When asked what she believes WHN should study when it comes to hormones, Dr. Gersh immediately responded, “A critical factor for women’s health which must be addressed, is finding the answer to the dilemma of what is the best way for doctors to be prescribing menopausal hormones. And it must be acknowledged that hormones provide significant benefits which go far beyond the amelioration of hot flashes.” Currently the Food and Drug Administration (FDA) has only approved the use of hormones for hot flashes and vaginal atrophy.
Dr. Gersh asks us to think about this obvious observation. The vagina isn’t the only thing to atrophy with the menopause. “I view menopause in a symbolic, Shakespearian way. As women progress throught menopause, “everything is drying up – our skin, eyes, brain, arteries, the gut – essentially our bodies dry up from hormonal deficiency. Given that all organs are impacted by menopause, and that hormonal therapy can significantly help reduce the signs and symptoms of the atrophying vagina, why not seek out more data on how menopausal hormone use can potentially ameliorate the symptoms of aging.”
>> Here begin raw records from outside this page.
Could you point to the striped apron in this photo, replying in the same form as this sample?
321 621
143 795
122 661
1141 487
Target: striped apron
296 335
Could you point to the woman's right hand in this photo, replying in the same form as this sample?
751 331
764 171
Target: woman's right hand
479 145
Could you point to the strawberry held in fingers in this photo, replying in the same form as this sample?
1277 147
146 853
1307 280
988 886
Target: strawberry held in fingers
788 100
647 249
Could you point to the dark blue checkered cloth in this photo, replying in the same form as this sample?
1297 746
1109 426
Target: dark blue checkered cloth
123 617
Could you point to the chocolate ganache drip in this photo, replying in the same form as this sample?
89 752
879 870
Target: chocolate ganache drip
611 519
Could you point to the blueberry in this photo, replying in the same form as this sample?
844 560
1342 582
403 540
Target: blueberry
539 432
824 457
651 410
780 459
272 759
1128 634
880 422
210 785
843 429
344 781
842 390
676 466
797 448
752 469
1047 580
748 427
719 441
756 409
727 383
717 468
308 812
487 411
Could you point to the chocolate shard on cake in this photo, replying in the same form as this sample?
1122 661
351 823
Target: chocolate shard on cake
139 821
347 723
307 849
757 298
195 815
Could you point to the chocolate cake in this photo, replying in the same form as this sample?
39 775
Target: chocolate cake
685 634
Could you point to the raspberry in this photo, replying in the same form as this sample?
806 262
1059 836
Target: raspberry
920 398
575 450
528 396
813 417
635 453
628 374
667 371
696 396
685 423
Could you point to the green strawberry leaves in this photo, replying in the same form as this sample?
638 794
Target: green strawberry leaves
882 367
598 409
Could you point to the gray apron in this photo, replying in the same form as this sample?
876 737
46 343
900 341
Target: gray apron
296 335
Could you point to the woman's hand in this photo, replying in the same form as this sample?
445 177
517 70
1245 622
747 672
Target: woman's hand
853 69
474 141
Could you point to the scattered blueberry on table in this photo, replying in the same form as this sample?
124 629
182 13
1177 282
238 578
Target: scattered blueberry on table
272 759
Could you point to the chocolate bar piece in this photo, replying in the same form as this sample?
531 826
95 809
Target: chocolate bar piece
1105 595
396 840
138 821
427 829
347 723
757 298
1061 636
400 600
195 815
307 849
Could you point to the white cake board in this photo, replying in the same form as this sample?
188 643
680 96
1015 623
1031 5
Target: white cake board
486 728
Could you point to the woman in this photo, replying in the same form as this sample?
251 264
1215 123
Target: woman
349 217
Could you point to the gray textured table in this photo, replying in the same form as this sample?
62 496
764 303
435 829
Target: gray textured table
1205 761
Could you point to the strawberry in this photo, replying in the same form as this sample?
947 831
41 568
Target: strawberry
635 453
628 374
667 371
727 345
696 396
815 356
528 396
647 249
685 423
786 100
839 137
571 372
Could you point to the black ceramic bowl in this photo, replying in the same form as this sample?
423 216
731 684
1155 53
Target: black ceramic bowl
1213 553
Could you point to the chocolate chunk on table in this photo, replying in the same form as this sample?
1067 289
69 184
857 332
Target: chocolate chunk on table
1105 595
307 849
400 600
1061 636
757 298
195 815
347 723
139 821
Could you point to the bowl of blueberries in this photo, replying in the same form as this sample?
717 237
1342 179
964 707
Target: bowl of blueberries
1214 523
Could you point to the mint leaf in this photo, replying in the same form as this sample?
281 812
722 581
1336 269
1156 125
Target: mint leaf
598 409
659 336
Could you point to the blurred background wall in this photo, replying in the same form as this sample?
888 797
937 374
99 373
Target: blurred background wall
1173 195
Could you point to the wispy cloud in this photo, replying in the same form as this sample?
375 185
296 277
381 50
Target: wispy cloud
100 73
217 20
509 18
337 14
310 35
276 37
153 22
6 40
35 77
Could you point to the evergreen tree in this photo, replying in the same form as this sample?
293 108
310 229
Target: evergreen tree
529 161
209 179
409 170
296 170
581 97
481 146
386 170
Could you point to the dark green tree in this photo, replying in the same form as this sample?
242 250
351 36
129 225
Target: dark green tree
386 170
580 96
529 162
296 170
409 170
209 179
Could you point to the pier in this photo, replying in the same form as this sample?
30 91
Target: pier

“We are also seeing evidence that putting women on hormones earlier in their lives is better than waiting. If the receptors are not lost completely, hormones can help at any age,” she added.
She adds that this goes along with Dr. Dale Bredeson’s book called Reversing Altzeimers and the theory that every woman with dementia should be on estrogen, because hormones are good for the brain.
But before the universal recommendation for physiological dosing of hormones can be made, Dr. Gersh believes WHN should focus on obtaining data on the safety of prescribing hormones, utilizing varied regimens, and allowing time to observe for the impact on inflammation. Such studies will monitor key measures of health, such as inflammation markers, lipids, and nutrient levels.
“I believe there are numerous and significant health benefits stemming from the use of bioidentical hormones which are dosed in a more physiological manner. Mimicking nature would likely give better results compared to the option of not trying to recreate a physiological setting.
And of course, monitoring the levels of hormones given to women is an essential issue. Levels can potentially be measured via saliva, urine, serum, or blood spot, and more studies are needed to determine the pros and cons of each modality. Knowing what is getting into the tissues is a critically important issue. Doctors who want to do the right thing for their women patients simply must know what the best approach is for each woman. Only with well designed and enacted studies will we know how best to care for women during their menopausal years.